There is an entirely different way to approach this issue of bringing science into the courtroom. And this was revealed to me through the presentations made by Deanna McCloud and David Wiseman at the World Council for Health several weeks ago.

Deanna of course presented an analysis of Pfizer’s safety and efficacy study from February of 2021. And she demonstrated that if you re-crunch the numbers from within and gathered together information that was in Pfizer’s supplementary work, which unfortunately was not included in the main study, what you’ll discover is that the basic thesis of the study is false. The basic thesis being that it’s better for you to take the vaccine than not, more good accrues to the vaccine than not. And so her presentation totally refutes that. [00:12:00]

And David Wiseman did something similar in his presentation where he imploded, or exploded, claims made by the CDC, the FDA and Big Pharma based on an analysis of their own evidence.
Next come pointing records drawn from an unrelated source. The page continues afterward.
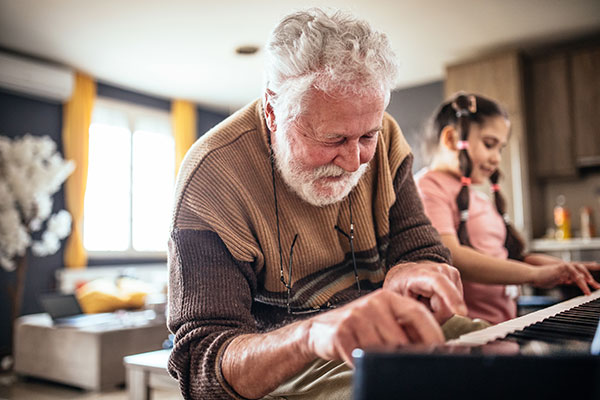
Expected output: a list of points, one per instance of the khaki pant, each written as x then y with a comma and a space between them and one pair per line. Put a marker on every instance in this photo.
332, 380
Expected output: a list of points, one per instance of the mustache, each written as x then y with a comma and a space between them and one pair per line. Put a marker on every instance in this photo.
329, 170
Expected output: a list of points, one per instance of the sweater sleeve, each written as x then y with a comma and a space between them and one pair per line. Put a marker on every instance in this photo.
210, 298
412, 237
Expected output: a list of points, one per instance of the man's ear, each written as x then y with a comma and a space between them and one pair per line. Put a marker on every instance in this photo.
269, 113
449, 137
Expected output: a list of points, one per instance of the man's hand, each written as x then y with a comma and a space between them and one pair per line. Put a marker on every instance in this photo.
577, 273
437, 285
380, 319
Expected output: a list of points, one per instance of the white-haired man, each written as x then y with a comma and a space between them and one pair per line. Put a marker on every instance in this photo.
297, 233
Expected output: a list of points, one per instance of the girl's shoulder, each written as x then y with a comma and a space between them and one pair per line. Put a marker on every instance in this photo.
428, 180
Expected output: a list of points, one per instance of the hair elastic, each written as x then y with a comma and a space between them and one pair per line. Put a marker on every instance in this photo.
462, 145
464, 215
462, 113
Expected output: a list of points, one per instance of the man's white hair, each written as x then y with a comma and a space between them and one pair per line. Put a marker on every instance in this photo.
337, 54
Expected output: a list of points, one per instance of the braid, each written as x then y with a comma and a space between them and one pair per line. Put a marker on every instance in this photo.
463, 106
513, 243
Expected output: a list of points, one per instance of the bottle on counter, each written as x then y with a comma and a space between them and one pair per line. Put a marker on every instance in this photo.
588, 230
562, 219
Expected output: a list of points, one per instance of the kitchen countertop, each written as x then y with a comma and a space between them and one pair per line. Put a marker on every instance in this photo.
568, 244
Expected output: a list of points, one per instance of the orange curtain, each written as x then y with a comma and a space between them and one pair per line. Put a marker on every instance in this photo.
77, 117
183, 114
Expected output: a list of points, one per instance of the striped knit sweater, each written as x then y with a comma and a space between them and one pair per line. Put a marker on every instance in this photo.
224, 259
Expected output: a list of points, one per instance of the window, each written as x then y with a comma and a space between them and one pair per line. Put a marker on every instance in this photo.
131, 178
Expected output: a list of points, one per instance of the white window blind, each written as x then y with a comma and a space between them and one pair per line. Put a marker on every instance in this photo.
131, 178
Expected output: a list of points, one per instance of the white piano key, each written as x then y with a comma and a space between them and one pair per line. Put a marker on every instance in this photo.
501, 330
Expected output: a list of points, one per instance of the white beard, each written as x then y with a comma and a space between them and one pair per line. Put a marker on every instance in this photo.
305, 183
And what this does is it gives us the opportunity to impeach the witness. Now, this is a very basic concept in law. If you have a star witness, let’s say the plaintiff has a star witness without which the case cannot proceed. And you are the defendant. You can put that witness on the stand for cross examination. If based on the cross-examination you find that the witness is in contradiction, based on prior statements and you can prove that during the cross, the witness is eliminated and the case will fall apart.

And so we have here Moderna and Pfizer as star witnesses based on their own statements and studies.
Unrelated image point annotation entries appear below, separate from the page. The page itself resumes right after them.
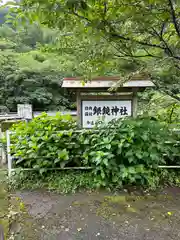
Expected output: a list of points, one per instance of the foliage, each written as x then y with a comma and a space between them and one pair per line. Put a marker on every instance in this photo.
128, 150
146, 33
29, 76
159, 106
61, 182
41, 144
72, 181
122, 152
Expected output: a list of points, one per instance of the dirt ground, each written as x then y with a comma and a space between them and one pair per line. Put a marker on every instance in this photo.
98, 215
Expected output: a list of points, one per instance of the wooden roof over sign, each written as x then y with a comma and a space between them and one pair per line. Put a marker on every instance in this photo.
105, 82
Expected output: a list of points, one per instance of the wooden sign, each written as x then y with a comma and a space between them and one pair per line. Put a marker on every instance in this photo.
104, 110
25, 111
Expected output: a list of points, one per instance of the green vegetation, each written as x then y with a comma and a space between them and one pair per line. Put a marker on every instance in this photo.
27, 75
121, 152
143, 36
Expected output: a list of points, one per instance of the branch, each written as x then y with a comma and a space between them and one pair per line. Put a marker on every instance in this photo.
167, 49
174, 19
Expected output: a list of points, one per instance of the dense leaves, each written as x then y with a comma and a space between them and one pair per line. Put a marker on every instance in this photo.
126, 151
143, 33
29, 76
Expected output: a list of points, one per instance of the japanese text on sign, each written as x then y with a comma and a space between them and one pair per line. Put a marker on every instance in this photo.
93, 111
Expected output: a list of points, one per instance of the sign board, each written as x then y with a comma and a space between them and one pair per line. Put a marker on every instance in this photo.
105, 110
25, 111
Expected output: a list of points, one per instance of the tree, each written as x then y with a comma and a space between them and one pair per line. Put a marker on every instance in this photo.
146, 32
29, 76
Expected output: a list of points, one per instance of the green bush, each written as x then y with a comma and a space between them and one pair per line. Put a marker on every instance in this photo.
127, 151
121, 152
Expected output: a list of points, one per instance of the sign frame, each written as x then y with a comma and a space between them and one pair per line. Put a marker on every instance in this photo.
112, 98
24, 114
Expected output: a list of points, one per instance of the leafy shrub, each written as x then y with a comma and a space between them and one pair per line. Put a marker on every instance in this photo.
43, 142
121, 152
61, 182
126, 151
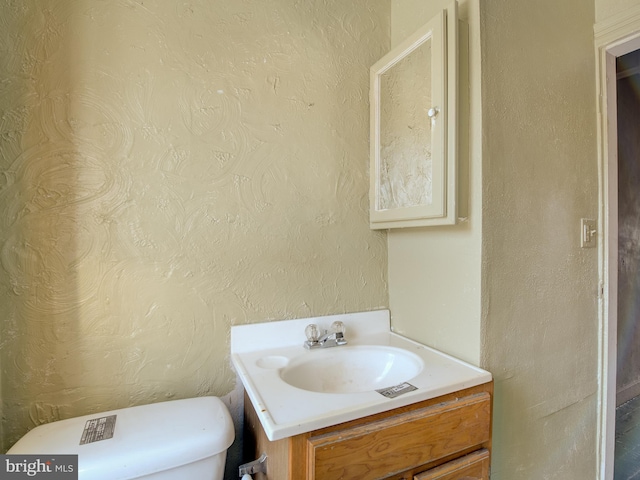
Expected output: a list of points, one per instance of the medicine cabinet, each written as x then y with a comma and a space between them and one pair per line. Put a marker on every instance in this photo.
413, 140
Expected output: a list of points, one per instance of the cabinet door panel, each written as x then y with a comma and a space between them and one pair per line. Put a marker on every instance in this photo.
402, 442
474, 466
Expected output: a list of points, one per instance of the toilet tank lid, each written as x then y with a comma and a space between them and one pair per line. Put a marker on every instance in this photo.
146, 439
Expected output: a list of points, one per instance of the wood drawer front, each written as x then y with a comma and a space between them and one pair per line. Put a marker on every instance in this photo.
401, 442
474, 466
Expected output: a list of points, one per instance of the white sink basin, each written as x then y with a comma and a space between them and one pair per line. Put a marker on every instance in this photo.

So if we were to take the Pfizer study for instance, and bring it before a court, we [00:13:00] need do nothing else. This is the study that has been relied upon or should be relied upon, Pfizer is its own star witness. If we blow that apart from within, in a very careful, extremely well-communicated way, we should be able to succeed on that alone, forget about the 50 studies and the 50 experts. This is one way to go directly to the heart of the matter.
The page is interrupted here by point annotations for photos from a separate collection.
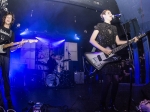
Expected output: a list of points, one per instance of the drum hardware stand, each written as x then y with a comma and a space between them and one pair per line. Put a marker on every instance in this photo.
130, 69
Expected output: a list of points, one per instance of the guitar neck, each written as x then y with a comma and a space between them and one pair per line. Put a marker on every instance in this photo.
125, 45
10, 45
122, 46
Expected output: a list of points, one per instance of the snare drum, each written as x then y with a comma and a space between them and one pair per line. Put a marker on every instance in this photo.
52, 80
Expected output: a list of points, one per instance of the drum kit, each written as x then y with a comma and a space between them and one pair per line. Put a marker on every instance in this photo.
59, 77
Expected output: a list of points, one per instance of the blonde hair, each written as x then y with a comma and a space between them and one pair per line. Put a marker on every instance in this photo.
103, 13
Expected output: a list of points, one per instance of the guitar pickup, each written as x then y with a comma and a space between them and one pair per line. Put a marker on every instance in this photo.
99, 58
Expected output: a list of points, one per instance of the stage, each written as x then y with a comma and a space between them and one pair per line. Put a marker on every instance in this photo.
78, 98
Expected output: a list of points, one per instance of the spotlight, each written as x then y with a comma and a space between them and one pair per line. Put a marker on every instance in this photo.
76, 37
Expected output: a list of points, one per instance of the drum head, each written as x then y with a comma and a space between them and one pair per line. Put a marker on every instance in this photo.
52, 80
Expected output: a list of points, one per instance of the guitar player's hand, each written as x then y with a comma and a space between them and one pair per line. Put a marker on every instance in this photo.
135, 39
107, 51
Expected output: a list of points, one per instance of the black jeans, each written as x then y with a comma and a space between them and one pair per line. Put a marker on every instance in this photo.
5, 65
107, 80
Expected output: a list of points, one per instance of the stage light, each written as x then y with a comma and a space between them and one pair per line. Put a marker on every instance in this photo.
42, 40
76, 37
55, 44
25, 32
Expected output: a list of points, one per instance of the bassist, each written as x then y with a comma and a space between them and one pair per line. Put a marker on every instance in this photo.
6, 37
103, 36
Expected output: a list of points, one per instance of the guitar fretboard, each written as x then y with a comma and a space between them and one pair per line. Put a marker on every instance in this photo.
125, 45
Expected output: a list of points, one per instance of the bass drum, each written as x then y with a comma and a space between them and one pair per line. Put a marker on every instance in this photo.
52, 80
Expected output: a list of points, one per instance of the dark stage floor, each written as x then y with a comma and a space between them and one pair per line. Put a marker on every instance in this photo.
80, 98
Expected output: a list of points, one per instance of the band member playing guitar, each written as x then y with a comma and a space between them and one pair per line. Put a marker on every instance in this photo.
7, 37
103, 36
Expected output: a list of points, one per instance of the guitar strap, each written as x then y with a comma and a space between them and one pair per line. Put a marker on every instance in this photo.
94, 48
10, 33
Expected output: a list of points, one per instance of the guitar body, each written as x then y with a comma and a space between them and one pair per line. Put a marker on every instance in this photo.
99, 59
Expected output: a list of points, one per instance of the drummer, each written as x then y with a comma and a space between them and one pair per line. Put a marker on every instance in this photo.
59, 63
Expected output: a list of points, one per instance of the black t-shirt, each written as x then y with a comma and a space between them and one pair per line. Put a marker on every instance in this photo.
6, 37
106, 38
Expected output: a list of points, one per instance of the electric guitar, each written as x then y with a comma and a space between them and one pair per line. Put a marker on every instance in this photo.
3, 46
17, 43
99, 59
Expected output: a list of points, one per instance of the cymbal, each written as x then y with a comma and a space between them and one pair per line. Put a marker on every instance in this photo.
66, 60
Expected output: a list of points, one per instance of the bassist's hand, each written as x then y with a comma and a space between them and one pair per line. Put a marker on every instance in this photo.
107, 51
135, 39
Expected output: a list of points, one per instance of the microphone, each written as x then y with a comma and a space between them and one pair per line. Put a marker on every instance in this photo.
116, 15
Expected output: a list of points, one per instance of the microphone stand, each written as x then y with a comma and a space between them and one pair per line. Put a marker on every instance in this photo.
130, 57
I’m calling that the third way and I’m examining how we might apply that in litigation that we have ongoing in Canada as a solution to the existing problems of trying to reach the courts.

So there we have it. We have two avenues for pursuing the alignment, or a way of connecting, legal causation and medical causation. We can go the RCT route, or we can go the impeaching the witness route. And either way, I think we can achieve more promising [00:14:00] results as we move forward and, sorry to be narcissistic, there I am at the Supreme Court of Canada, and I’m hoping to be there someday making arguments like this, if they withstand scrutiny.

So I thank you very much for your time and hope that this will put us in a position to address some key issues this afternoon.

Shabnam Palesa Mohamed: Thank you, Michael Alexander would that brilliant, brilliant presentation, certainly opening up our minds to how to address causation and bringing together law and science closer together in what will become necessary, uh, during not only the course of this year, but in the years ahead.